Current processor architecture design involves “pipelining” in which instructions are broken into smaller steps referred to as “stages” and performed in a manner reminiscent of an assembly line. Generally, each stage is assigned a certain amount of time to be performed. This is also referred to as “delay”. Pipelined processors are popular because once all the stages of the pipeline are filled (i.e. executing their assigned step), it only takes a length of one cycle (the delay of a stage) to complete an instruction. In this manner, the computer's cycle time is the time of the slowest stage in the pipeline.
It is generally understood that the throughput of a processor pipeline is maximized when the total latency of the pipeline is divided evenly between all the stages. Thus, balancing the delay of the microarchitectural pipeline stages such that each microarchitectural pipeline stage has an equal delay has been a primary design objective in order to maximize instruction throughput.
“Instruction throughput” refers to the number of instructions that can be executed in a unit of time. In particular, while a particular instruction may physically require a certain amount of time (or clock cycles) to be performed, once the pipeline is filled, each instruction can appear to be completed (or “retired”) in a single unit of time or “cycle”.

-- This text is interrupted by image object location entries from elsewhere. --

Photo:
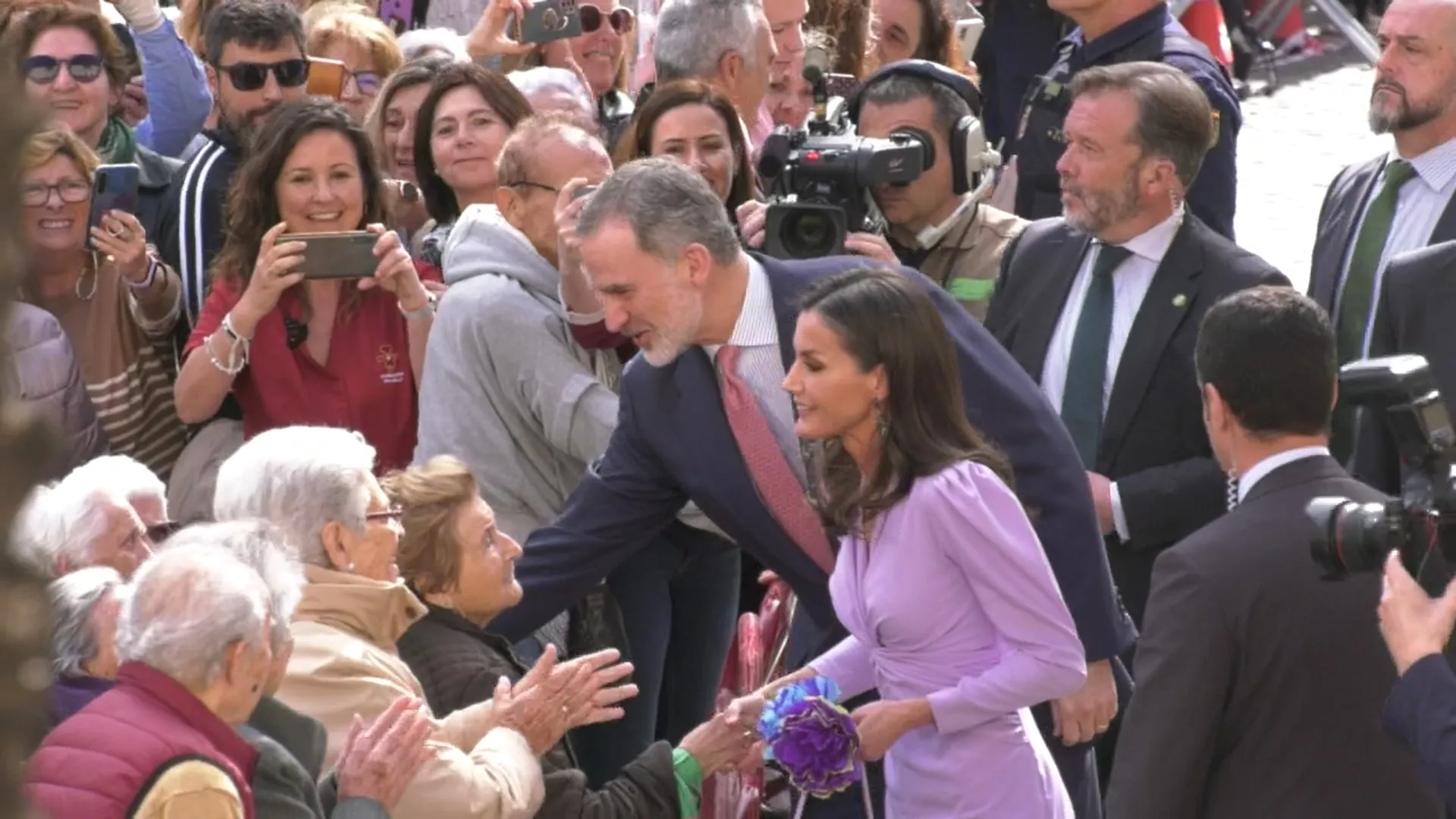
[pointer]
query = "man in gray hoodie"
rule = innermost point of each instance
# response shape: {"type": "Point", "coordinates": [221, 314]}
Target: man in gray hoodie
{"type": "Point", "coordinates": [511, 394]}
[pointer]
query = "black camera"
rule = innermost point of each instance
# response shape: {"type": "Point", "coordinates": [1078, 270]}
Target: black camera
{"type": "Point", "coordinates": [821, 187]}
{"type": "Point", "coordinates": [1357, 537]}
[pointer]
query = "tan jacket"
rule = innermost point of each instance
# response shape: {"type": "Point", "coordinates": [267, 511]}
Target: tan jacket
{"type": "Point", "coordinates": [193, 790]}
{"type": "Point", "coordinates": [967, 261]}
{"type": "Point", "coordinates": [344, 664]}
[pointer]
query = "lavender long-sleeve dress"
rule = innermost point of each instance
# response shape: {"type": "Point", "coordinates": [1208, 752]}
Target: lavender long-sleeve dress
{"type": "Point", "coordinates": [954, 602]}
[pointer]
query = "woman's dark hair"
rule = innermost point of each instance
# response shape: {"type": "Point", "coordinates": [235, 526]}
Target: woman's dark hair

Although balancing delay across pipeline stages increases instruction throughput, a delay-balanced approach can cause significant energy inefficiency in processors because each microarchitectural pipeline stage gets the same amount of time to complete, irrespective of its size or complexity. For power-optimized processors (i.e., processors where circuit and design-level optimizations reclaim timing slack to save power), the inefficiency manifests itself as a significant imbalance in power consumption of different microarchitectural pipeline stages.
Accordingly, with escalating power density, a focus of ongoing research is being directed to energy efficiency.